Which Python file controls when AI will attack your cities?

I wonder what is causing this issue, I haven't touched the dll Oo

There was a point when the AI did not act this way in the mod, but that was before I added new civics, so I'm wondering if adding the Military Civic option has affected the AI somehow.
 
Sure it's not a difficulty level issue or something? Don't remember if you can actually modify it, but the AI usually holds off of attacking you before a certain number of turns have passed.
 
Not sure, but I remember the AI being much quicker to attack. But it isn't that they won't declare war, its just they will move a stack of units into your borders, then patrol near your capital city, but they will refuse to attack the city itself, and will move their units around tiles near the city.

This continues later into the game as well. The AI will attack other AI civs however...
 
They say a picture equals a thousand words...so here is a screenshot of what I'm talking about

WtH.jpg


Two enemy armies, both of which alone could easily take my one city here, yet none of them will attack. Instead they move back and forth near the city.
 
My guess is that the AI decides to attack the city and pushes the "move to city" to the units. They then stand next to the city and will no longer attack because the odds are not good enough and moves away. Once they are back to start, they decide to attack because they can no longer see your fortified unit and the cycle continues.

I base this on a brief look at the DLL code. The odds can be heavily affected by XML meaning the unmodified DLL can behave very differently depending on XML changes. I'm not sure if it can be affected by python. There is no python references in the code I looked at and I would personally not want something like this to be handled by python due to performance concerns. The AI can be quite CPU heavy, which is why most of the AI is handled by the DLL alone (C++ is way faster than python).
 
What XML would influence the AI like this though? :confused:
Any, which affects combat odds. I assume that would mainly be units and promotions. A good place to start is to see what the combat odds are and if they are what you expect them to be. Also you mentioned civics yourself. Maybe that will be worth taking a closer look into. You could even try to undo your changes there and see what happens (do backup your mod first!).

Also keep in mind that it is only a guess. Assuming the guess to be right, there would actually be two bugs. One is combat strength, which isn't what you expect it to be. The other one is that once it discovers that it don't want to attack the city, it moves away, forgets the defense and decides to attack again, hence getting the units stuck in a loop. Not only is a unit in a loop useless, the units will stay next to your units when the AI decides it would lose combat.

The only way to really figure out why the AI does as it does would be to debug and set a breakpoint where the AI has to decide what to do with the unit. That is the only way to fully see what the AI does and why it decides not to attack. However somehow I find it just plain wrong to say "use the debugger" to somebody, who uses an unmodified DLL. Without debugging, it will likely be a matter of a bit of trial and error approach than a completely systematic "correct" approach.
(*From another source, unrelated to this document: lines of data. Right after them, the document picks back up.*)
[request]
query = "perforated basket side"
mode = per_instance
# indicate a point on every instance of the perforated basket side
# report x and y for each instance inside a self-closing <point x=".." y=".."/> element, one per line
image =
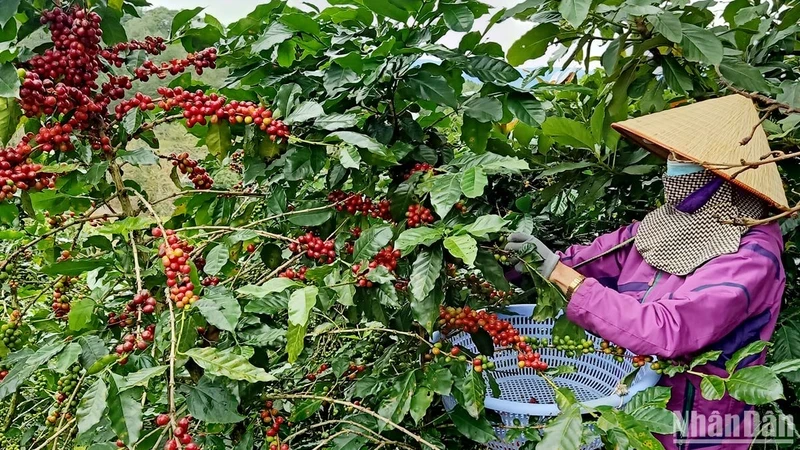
<point x="594" y="381"/>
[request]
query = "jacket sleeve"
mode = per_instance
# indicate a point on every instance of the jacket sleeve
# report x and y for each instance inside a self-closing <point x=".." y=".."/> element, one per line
<point x="608" y="268"/>
<point x="713" y="301"/>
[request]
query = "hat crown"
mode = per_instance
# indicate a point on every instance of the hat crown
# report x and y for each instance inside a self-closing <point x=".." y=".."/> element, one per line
<point x="711" y="132"/>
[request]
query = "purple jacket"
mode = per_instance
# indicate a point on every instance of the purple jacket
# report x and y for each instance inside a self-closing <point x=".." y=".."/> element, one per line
<point x="725" y="304"/>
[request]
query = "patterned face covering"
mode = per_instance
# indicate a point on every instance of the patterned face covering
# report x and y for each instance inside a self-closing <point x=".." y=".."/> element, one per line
<point x="688" y="230"/>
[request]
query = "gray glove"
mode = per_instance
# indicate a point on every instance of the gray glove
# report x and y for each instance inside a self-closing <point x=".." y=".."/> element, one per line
<point x="525" y="244"/>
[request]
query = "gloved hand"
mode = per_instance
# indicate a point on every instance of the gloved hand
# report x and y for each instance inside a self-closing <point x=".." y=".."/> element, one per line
<point x="527" y="244"/>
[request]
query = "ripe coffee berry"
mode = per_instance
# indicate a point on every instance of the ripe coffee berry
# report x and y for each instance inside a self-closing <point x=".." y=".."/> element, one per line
<point x="174" y="255"/>
<point x="162" y="420"/>
<point x="210" y="281"/>
<point x="19" y="172"/>
<point x="270" y="415"/>
<point x="61" y="296"/>
<point x="141" y="101"/>
<point x="292" y="274"/>
<point x="502" y="332"/>
<point x="314" y="248"/>
<point x="355" y="203"/>
<point x="144" y="301"/>
<point x="387" y="257"/>
<point x="418" y="215"/>
<point x="200" y="108"/>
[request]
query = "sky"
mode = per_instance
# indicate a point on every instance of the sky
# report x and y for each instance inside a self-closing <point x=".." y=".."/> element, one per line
<point x="228" y="11"/>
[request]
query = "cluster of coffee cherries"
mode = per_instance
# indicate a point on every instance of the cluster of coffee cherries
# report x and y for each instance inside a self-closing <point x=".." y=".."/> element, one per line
<point x="11" y="332"/>
<point x="122" y="320"/>
<point x="271" y="415"/>
<point x="54" y="136"/>
<point x="201" y="108"/>
<point x="56" y="220"/>
<point x="61" y="299"/>
<point x="132" y="342"/>
<point x="479" y="286"/>
<point x="502" y="332"/>
<point x="355" y="203"/>
<point x="197" y="174"/>
<point x="418" y="167"/>
<point x="174" y="255"/>
<point x="236" y="162"/>
<point x="64" y="255"/>
<point x="210" y="281"/>
<point x="182" y="439"/>
<point x="641" y="360"/>
<point x="292" y="274"/>
<point x="151" y="45"/>
<point x="139" y="100"/>
<point x="361" y="276"/>
<point x="143" y="301"/>
<point x="76" y="34"/>
<point x="19" y="172"/>
<point x="204" y="59"/>
<point x="315" y="248"/>
<point x="418" y="215"/>
<point x="386" y="257"/>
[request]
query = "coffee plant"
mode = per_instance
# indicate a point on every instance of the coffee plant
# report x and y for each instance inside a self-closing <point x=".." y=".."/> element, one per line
<point x="360" y="179"/>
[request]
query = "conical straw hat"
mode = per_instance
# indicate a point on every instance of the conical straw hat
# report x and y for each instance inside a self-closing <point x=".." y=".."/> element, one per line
<point x="710" y="133"/>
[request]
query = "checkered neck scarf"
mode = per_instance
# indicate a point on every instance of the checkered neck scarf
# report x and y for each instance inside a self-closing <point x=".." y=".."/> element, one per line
<point x="687" y="231"/>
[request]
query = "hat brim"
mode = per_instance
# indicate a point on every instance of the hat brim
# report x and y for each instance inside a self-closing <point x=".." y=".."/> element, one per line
<point x="663" y="150"/>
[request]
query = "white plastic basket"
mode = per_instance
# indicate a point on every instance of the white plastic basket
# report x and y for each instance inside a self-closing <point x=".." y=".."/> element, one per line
<point x="594" y="381"/>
I don't think the AI is smart enough to try to lure you into attacking their units and that way avoid you from benefitting from city defense. That would actually be clever, but the AI generally is more of a brute force player than a trick and deception player.
 
Thanks Nightinggale you've been very helpful.

I don't know if the Civics would change combat odds, nothing I added effects unit strength directly.

As for Promotions, I did add Desert Combat, but that is pretty much it. In the screenshot none of the units had any promotions I added, and it was very early in the game, so only basic civics were being used.

I'm at a loss why this would cause the loop.
 
I'm not exactly sure what calculations are involved and am not looking it up, so keep that in mind...

The two armies outside the city are presumably also at war with each other due to the "minor" status of everyone. A second enemy stack in the area may be influencing the odds of attacking - each of them may be adding up the strength of all enemy units in the vicinity to determine if it has enough units to attack, and that might include enemy units of some 3rd civ.

Try deleting one stack, or moving them back to their capitol, and see if the other one attacks.